Service of Immunology and Allergy, Lausanne University Hospital, University of Lausanne, Lausanne, Switzerland.
Institute of Pathology, Lausanne University Hospital, University of Lausanne, Lausanne, Switzerland.
PLoS Pathog. 2019 Jul 22;15(7):e1007918. doi: 10.1371/journal.ppat.1007918. eCollection 2019 Jul.
T-follicular helper (Tfh) cells, co-expressing PD-1 and TIGIT, serve as a major cell reservoir for HIV-1 and are responsible for active and persistent HIV-1 transcription after prolonged antiretroviral therapy (ART). However, the precise mechanisms regulating HIV-1 transcription in lymph nodes (LNs) remain unclear. In the present study, we investigated the potential role of immune checkpoint (IC)/IC-Ligand (IC-L) interactions on HIV-1 transcription in LN-microenvironment. We show that PD-L1 (PD-1-ligand) and CD155 (TIGIT-ligand) are predominantly co-expressed on LN migratory (CD1chighCCR7+CD127+) dendritic cells (DCs), that locate predominantly in extra-follicular areas in ART treated individuals.
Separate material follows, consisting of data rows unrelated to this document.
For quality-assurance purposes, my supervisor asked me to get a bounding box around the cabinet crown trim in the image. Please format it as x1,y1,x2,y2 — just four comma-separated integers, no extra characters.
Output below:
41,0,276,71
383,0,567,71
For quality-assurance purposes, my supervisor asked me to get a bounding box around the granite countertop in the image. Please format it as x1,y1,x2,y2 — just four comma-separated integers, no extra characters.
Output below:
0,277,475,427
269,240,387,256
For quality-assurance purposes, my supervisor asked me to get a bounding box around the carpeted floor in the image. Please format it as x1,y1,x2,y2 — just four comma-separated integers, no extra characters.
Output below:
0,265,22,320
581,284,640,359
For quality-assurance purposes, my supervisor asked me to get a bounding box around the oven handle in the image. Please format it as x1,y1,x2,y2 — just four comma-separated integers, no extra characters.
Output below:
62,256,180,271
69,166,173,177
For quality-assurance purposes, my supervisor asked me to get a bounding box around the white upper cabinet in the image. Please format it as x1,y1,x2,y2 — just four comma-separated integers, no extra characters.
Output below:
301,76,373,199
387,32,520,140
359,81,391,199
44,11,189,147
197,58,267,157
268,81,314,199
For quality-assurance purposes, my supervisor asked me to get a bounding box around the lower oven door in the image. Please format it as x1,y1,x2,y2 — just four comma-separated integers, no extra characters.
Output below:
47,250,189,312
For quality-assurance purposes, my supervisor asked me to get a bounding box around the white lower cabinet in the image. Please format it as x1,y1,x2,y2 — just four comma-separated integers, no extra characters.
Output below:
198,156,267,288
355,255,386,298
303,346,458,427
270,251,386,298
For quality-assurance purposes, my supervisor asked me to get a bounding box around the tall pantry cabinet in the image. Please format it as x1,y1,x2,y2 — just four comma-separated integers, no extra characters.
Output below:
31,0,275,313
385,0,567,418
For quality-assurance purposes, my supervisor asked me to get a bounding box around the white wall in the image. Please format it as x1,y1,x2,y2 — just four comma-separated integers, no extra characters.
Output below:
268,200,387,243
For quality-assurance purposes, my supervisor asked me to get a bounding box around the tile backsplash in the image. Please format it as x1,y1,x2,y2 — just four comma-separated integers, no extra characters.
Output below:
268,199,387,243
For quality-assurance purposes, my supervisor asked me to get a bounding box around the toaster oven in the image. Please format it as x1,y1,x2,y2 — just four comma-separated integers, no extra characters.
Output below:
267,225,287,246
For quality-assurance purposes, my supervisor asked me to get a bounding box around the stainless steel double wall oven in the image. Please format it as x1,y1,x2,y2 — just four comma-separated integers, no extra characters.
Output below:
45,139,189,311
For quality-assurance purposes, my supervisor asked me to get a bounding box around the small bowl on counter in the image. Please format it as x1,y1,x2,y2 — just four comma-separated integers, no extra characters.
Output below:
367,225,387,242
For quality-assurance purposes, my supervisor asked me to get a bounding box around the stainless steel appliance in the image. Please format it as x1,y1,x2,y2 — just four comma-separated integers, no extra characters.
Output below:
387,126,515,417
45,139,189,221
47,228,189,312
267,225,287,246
We demonstrate that TCR-mediated HIV production is suppressed in vitro in the presence of recombinant PD-L1 or CD155 and, more importantly, when LN migratory DCs are co-cultured with PD-1+/Tfh cells. These results indicate that LN migratory DCs expressing IC-Ls may more efficiently restrict HIV-1 transcription in the extra-follicular areas and explain the persistence of HIV transcription in PD-1+/Tfh cells after prolonged ART within germinal centers.
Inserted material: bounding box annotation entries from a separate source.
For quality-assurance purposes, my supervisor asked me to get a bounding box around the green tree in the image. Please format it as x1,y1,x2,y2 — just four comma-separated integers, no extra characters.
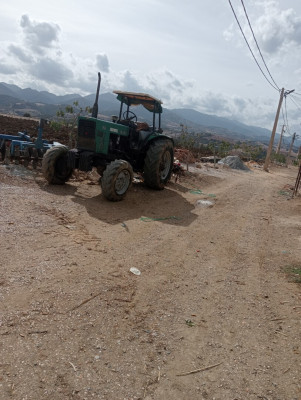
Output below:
51,101,91,148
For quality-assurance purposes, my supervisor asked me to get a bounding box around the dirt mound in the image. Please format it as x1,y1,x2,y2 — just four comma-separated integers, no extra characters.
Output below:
218,156,250,171
0,115,69,144
175,149,196,164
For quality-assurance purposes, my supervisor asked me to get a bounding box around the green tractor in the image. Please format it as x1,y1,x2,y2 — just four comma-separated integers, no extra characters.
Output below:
42,73,174,201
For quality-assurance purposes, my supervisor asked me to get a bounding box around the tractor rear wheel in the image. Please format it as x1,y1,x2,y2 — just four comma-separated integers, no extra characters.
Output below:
42,146,72,185
144,139,174,190
101,160,133,201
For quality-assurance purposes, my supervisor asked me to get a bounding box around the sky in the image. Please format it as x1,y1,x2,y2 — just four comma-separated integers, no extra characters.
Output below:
0,0,301,136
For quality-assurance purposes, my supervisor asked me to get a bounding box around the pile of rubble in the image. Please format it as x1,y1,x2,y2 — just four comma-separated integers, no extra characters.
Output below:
174,149,196,164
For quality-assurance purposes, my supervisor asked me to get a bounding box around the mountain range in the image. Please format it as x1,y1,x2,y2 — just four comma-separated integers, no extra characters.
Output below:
0,82,301,146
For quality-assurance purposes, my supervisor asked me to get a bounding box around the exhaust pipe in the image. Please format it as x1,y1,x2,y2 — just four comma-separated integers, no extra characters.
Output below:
92,72,101,118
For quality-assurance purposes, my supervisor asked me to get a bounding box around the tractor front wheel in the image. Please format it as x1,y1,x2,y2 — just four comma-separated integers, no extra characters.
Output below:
42,146,72,185
144,139,174,190
101,160,133,201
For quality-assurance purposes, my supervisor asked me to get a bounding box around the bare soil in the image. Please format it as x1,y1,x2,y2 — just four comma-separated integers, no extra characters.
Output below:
0,160,301,400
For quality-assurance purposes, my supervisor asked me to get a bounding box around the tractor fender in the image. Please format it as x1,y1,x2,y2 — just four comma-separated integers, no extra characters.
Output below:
146,133,175,149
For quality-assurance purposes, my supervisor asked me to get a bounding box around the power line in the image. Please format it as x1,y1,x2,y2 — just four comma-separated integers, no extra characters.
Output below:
228,0,279,92
241,0,280,90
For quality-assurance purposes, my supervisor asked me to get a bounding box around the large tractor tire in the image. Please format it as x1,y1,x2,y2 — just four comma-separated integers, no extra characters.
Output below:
42,146,72,185
144,139,174,190
101,160,133,201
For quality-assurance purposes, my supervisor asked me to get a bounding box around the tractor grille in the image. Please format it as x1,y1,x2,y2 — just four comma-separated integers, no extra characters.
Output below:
77,119,96,151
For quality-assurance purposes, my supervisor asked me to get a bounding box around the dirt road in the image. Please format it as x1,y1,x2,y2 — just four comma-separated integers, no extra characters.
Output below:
0,162,301,400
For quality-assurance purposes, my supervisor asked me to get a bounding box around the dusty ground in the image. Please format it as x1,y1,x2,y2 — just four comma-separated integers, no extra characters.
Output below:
0,160,301,400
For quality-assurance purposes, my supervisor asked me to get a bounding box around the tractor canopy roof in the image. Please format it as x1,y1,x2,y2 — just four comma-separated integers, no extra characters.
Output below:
113,90,162,114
滤泡辅助性 T 细胞(Tfh)细胞共表达 PD-1 和 TIGIT,是 HIV-1 的主要细胞储存库,负责在长期抗逆转录病毒治疗(ART)后持续活跃和持续的 HIV-1 转录。然而,调节淋巴结(LN)中 HIV-1 转录的确切机制仍不清楚。在本研究中,我们研究了免疫检查点(IC)/IC-配体(IC-L)相互作用在 LN 微环境中对 HIV-1 转录的潜在作用。我们表明,PD-L1(PD-1 配体)和 CD155(TIGIT 配体)主要在 LN 迁移(CD1chighCCR7+CD127+)树突状细胞(DC)上共表达,这些细胞主要位于 ART 治疗个体的滤泡外区域。我们证明,在存在重组 PD-L1 或 CD155 的情况下,TCR 介导的 HIV 产生在体外受到抑制,更重要的是,当 LN 迁移性 DC 与 PD-1+/Tfh 细胞共培养时。这些结果表明,表达 IC-L 的 LN 迁移性 DC 可能更有效地限制滤泡外区域的 HIV-1 转录,并解释了 PD-1+/Tfh 细胞在生发中心内长期接受 ART 后 HIV 转录的持续存在。